The European Union has "shot itself in the lungs" with ill-considered economic sanctions on Russia, which, unless rolled back, risk destroying the European economy, Hungarian Prime Minister Viktor Orban said on Friday.
The surge in gas and electricity prices forced nationalist Orban to curtail a years-long cap on utility prices for higher-usage households on Wednesday, rolling back one of the 59-year-old prime minister's signature economic policies.
"Initially, I thought we had only shot ourselves in the foot, but now it is clear that the European economy has shot itself in the lungs, and it is gasping for air," Orban, a long-time sanctions critic, told public radio in an interview.
Orban said Ukraine needed help, but European leaders should reconsider their strategy, as sanctions have caused widespread damage to the European economy without weakening Russia or bringing the months-long war closer to any resolution.
All EU sanctions packages require agreement among the 27 member states. While Hungary has voted to endorse the sanctions, they objected to the inclusion of Patriarch Kirill, the head of Russia's Orthodox Church and got him excluded from the sixth sanctions package.

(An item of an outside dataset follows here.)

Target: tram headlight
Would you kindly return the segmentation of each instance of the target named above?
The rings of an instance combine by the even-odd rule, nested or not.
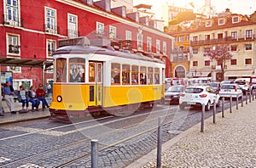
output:
[[[62,101],[62,97],[61,96],[57,96],[57,101],[61,102]]]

Gas supplies to Europe have tightened and fuel costs have soared since Russia's invasion of Ukraine in late February, leaving countries scrambling to refill storage and diversify supply channels.
"The sanctions do not help Ukraine, however, they are bad for the European economy and if it goes on like this, they will kill off the European economy," Orban said. "What we see right now is unbearable."

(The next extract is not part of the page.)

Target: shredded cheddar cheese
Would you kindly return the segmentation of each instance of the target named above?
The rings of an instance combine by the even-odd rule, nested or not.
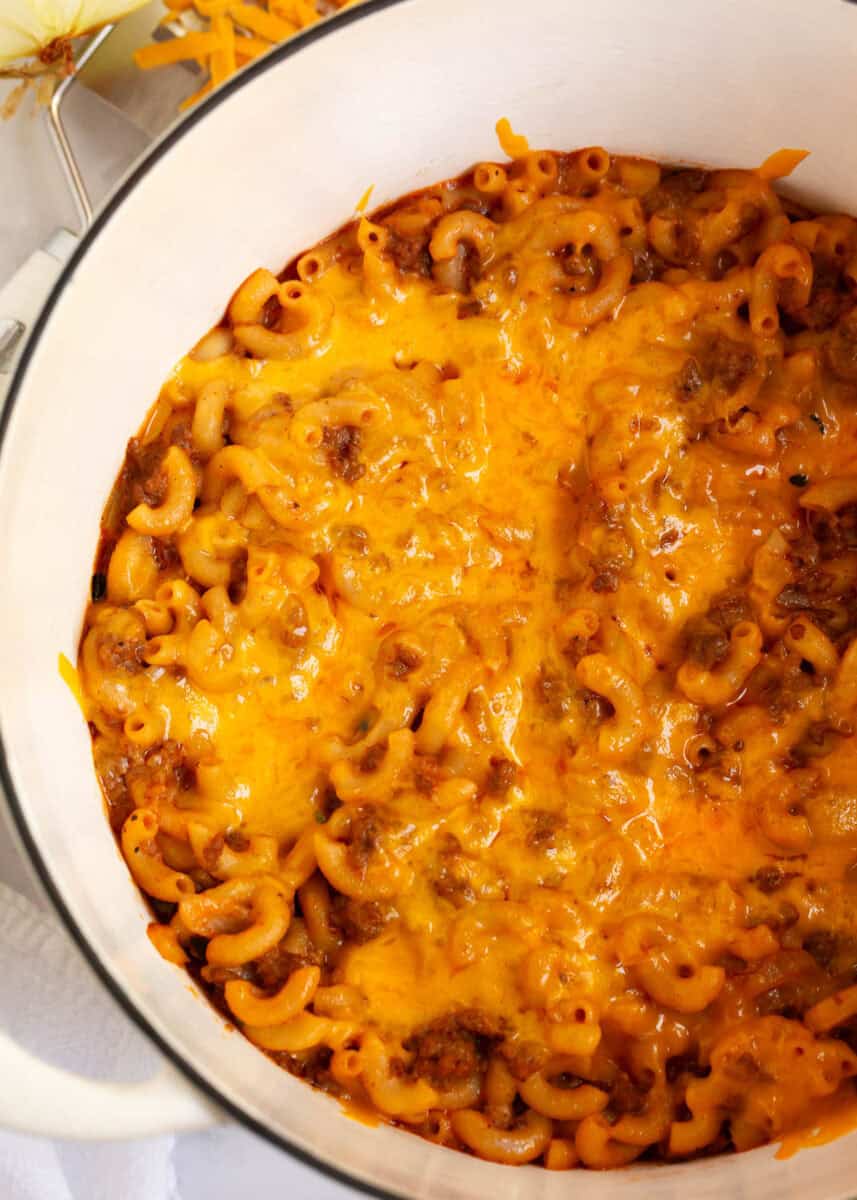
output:
[[[498,133],[254,271],[130,443],[109,815],[161,953],[352,1110],[787,1153],[857,1078],[857,222],[791,151]]]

"The moment of truth must come in Brussels when leaders admit they have made a miscalculation, that the sanctions policy was based on wrong assumptions and it must be changed."
Orban said that the entire utility price cap regime will now have to be scrapped.

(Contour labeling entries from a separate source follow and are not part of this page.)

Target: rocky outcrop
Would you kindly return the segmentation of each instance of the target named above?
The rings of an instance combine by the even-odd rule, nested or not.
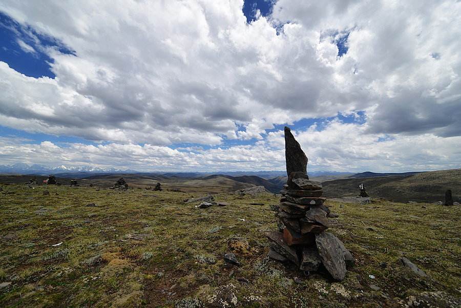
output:
[[[327,215],[331,213],[323,204],[322,184],[309,179],[307,158],[286,127],[285,138],[288,177],[280,192],[280,203],[271,207],[278,218],[279,232],[266,234],[269,256],[289,260],[302,271],[317,271],[323,264],[334,279],[342,280],[353,257],[339,239],[325,232],[329,225]]]
[[[301,150],[301,146],[295,139],[291,131],[285,127],[285,159],[286,161],[286,174],[299,171],[307,173],[307,157]]]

Re-elected in April, Orban is facing his toughest challenge yet since taking power in a 2010 landslide, with inflation at its highest in two decades, the forint plumbing record lows and European Union funds in limbo amid a dispute over democratic standards.
Before the April ballot, economists estimated the cost of the utility price caps at up to 1.5 trillion forints (€3.7 billion), which along with a raft of measures that helped Orban's election bid, have caused a surge in the budget deficit.
Orban's other decision to fast-track legislation to raise the tax rate for hundreds of thousands of small firms this week as part of a broader drive to rein in the ballooning budget deficit has led to several protests in Budapest.